2.3 Die Entstehung der christlichen Apokalyptik

Es spricht einges dafür, dass der historische Jesus selbst ein flammender Apokalyptiker war.[56] In der Tradition Deuterojesajas verkündete er seinen Anhängern das kommende Reich Gottes auf Erden. Dabei bemühte er sich bevorzugt um jene, die in Galiläa wenig zählten und kaum Ehre besaßen: Sträflinge, Bettler, Behinderte, Prostituierte, Kinder. Ihnen versprach er Aufwertung in Gottes Reich: „Viele aber, die jetzt die Ersten sind, werden dann die Letzten sein, und die Letzten werden die Ersten sein.“[57] Die bisherige Verhinderung des Reiches erklärte er, wie Markus es überliefert, durch eine dualistische Eschatologie, durch den Einfluss des Bösen bzw. Satans.[58] Die Wunder, die Jesus wirkte, waren Nah-Zeichen und zugleich Kampfhandlungen im Vorfeld der kommenden eschatologischen Kriege, in denen das Böse endgültig besiegt werden würde:

„Denn es wird eine große Not kommen wie es noch nie eine gegeben hat, seit die Welt besteht, und wie es auch keine mehr geben wird. […] Sofort nach den Tagen der großen Not wird sich die Sonne verfinstern, und der Mond wird nicht mehr scheinen; die Sterne werden vom Himmel fallen, und die Kräfte des Himmels werden erschüttert werden.[…] Amen, ich sage Euch: Diese Generation wird nicht ver-gehen, bis das alles eintrifft.“[59]

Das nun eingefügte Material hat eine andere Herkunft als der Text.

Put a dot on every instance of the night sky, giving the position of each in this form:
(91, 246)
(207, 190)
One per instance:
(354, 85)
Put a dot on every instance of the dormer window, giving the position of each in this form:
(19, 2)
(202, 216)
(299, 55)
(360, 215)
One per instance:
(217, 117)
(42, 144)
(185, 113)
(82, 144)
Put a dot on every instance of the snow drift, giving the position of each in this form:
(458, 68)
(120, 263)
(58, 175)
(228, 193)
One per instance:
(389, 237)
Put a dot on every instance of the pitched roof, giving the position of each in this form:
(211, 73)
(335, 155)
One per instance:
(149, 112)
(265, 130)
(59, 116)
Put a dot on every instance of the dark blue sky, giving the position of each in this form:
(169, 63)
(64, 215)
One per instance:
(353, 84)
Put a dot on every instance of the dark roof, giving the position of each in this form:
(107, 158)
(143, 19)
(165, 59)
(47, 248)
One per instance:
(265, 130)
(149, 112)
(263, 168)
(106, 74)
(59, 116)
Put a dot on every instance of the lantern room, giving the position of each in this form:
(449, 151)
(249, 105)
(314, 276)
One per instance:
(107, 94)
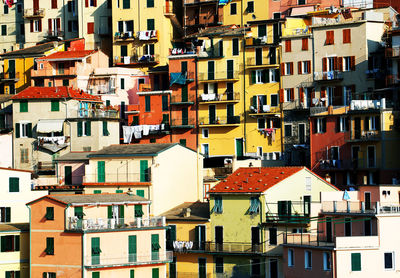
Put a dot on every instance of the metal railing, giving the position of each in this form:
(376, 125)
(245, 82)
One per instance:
(105, 259)
(34, 13)
(219, 75)
(118, 177)
(219, 120)
(227, 96)
(92, 224)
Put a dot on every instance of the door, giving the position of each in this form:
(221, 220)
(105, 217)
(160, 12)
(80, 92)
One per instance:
(211, 114)
(329, 229)
(229, 69)
(239, 147)
(367, 200)
(258, 56)
(68, 175)
(219, 238)
(357, 128)
(255, 239)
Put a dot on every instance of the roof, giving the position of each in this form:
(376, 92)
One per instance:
(74, 156)
(254, 179)
(54, 93)
(68, 55)
(198, 211)
(133, 150)
(105, 198)
(15, 227)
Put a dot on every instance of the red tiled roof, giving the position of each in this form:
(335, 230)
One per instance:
(54, 93)
(254, 180)
(68, 54)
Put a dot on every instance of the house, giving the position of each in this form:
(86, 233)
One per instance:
(354, 236)
(14, 250)
(51, 121)
(152, 171)
(86, 235)
(250, 211)
(188, 234)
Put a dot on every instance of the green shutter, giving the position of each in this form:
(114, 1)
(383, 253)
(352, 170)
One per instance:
(101, 171)
(55, 105)
(144, 171)
(140, 193)
(132, 248)
(356, 262)
(14, 184)
(80, 129)
(88, 125)
(105, 128)
(155, 273)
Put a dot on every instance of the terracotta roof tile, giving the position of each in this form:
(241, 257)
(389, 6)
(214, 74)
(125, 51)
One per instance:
(254, 180)
(54, 93)
(69, 54)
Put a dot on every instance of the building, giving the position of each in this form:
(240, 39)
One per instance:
(146, 169)
(14, 250)
(354, 236)
(51, 121)
(68, 68)
(96, 236)
(188, 234)
(250, 211)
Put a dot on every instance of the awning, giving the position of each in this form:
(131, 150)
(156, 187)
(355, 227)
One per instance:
(47, 126)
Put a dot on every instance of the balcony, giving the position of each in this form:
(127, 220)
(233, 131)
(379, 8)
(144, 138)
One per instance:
(34, 13)
(264, 62)
(183, 123)
(227, 97)
(220, 121)
(334, 75)
(105, 260)
(99, 224)
(118, 177)
(224, 76)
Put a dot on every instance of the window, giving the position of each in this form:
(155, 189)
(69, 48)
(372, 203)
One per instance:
(147, 103)
(250, 7)
(49, 213)
(13, 184)
(290, 258)
(307, 259)
(233, 9)
(23, 106)
(9, 243)
(49, 246)
(304, 44)
(388, 257)
(254, 205)
(346, 36)
(5, 214)
(55, 105)
(288, 130)
(288, 45)
(217, 204)
(355, 261)
(219, 265)
(327, 261)
(330, 38)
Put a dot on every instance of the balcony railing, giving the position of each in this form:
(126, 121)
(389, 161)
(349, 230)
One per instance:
(219, 75)
(230, 120)
(34, 13)
(97, 224)
(328, 76)
(118, 177)
(227, 96)
(109, 260)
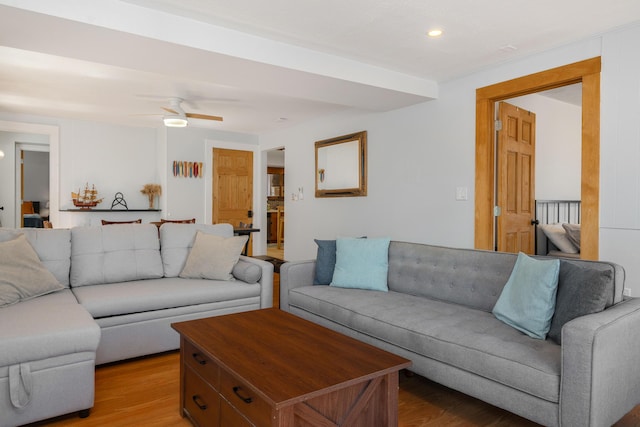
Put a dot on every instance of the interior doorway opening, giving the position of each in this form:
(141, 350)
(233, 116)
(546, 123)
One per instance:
(275, 212)
(586, 72)
(556, 176)
(32, 184)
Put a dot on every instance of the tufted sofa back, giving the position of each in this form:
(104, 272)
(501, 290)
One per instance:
(470, 277)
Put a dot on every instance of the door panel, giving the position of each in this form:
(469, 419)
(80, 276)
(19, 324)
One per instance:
(232, 187)
(516, 180)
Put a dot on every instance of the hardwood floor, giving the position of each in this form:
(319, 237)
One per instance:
(145, 392)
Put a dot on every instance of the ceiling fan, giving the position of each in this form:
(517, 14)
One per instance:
(178, 117)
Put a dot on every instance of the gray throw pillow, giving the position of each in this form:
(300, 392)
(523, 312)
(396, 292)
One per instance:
(213, 257)
(325, 261)
(581, 291)
(22, 274)
(573, 234)
(558, 236)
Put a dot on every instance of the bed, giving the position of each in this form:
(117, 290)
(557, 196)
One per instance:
(558, 228)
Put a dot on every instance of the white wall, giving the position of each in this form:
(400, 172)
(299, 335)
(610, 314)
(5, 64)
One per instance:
(558, 146)
(620, 153)
(420, 154)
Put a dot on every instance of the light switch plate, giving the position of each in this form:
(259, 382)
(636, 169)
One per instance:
(462, 193)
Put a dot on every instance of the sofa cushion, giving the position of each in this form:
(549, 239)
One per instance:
(581, 291)
(469, 277)
(528, 300)
(53, 247)
(361, 263)
(247, 271)
(469, 339)
(213, 257)
(176, 241)
(114, 253)
(157, 294)
(49, 326)
(22, 274)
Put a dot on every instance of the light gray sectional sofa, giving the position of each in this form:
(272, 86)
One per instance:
(438, 313)
(121, 292)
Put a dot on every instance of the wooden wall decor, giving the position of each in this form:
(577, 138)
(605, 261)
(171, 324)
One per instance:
(187, 169)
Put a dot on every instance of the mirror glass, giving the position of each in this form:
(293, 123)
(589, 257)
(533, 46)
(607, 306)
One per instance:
(341, 166)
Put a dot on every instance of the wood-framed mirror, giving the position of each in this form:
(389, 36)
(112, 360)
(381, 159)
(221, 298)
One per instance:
(341, 166)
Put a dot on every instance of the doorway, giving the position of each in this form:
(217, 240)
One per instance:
(32, 184)
(515, 179)
(10, 132)
(586, 72)
(232, 189)
(275, 214)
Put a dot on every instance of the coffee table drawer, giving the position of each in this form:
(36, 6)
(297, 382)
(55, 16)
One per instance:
(244, 399)
(201, 402)
(204, 366)
(229, 416)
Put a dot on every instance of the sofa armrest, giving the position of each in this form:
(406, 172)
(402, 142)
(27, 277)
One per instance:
(294, 275)
(266, 281)
(600, 378)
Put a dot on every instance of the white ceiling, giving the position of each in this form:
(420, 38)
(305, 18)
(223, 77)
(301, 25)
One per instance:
(264, 65)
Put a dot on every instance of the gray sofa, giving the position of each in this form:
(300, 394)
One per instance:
(121, 293)
(438, 313)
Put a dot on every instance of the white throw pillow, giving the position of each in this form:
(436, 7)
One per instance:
(558, 236)
(22, 274)
(213, 257)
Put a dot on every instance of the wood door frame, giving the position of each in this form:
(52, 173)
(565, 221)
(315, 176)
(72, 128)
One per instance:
(586, 72)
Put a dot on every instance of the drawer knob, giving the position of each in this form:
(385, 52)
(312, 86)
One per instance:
(198, 358)
(236, 391)
(199, 402)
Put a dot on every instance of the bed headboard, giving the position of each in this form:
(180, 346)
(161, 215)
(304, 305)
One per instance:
(554, 212)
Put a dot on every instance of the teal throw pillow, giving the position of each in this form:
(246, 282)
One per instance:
(362, 263)
(528, 300)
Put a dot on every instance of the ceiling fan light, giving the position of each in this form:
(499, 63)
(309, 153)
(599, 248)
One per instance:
(175, 121)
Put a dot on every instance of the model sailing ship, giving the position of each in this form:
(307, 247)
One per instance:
(86, 199)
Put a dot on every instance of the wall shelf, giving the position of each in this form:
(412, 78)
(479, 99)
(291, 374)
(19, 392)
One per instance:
(110, 210)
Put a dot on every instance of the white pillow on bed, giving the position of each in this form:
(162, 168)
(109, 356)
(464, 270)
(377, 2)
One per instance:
(558, 236)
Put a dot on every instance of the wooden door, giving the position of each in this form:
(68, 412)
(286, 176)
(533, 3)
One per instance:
(232, 187)
(516, 179)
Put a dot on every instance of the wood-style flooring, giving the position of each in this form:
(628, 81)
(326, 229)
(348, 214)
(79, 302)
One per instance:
(145, 392)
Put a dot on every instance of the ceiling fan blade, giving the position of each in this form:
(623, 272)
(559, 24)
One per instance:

Ob Jesus irgendwelche konkreten Umsturzpläne hegte oder den Weltwandel allein Gott überlassen wollte, ist umstritten. Norman Cohn meint, er sei keinesfalls Revolutionär gewesen, auch kein Sozialreformer, sondern geistiger Führer. Doch letztlich kam es aufs Gleiche hinaus, da Jesus sich als Werkzeug innerhalb eines Heilsplans begriff, durch den auch die weltlichen Verhältnisse umgestürzt werden würden. Sicher ist jedenfalls, dass er davon ausging, in Bälde als Gottes Vizeregent in Palästina zu herrschen.[60]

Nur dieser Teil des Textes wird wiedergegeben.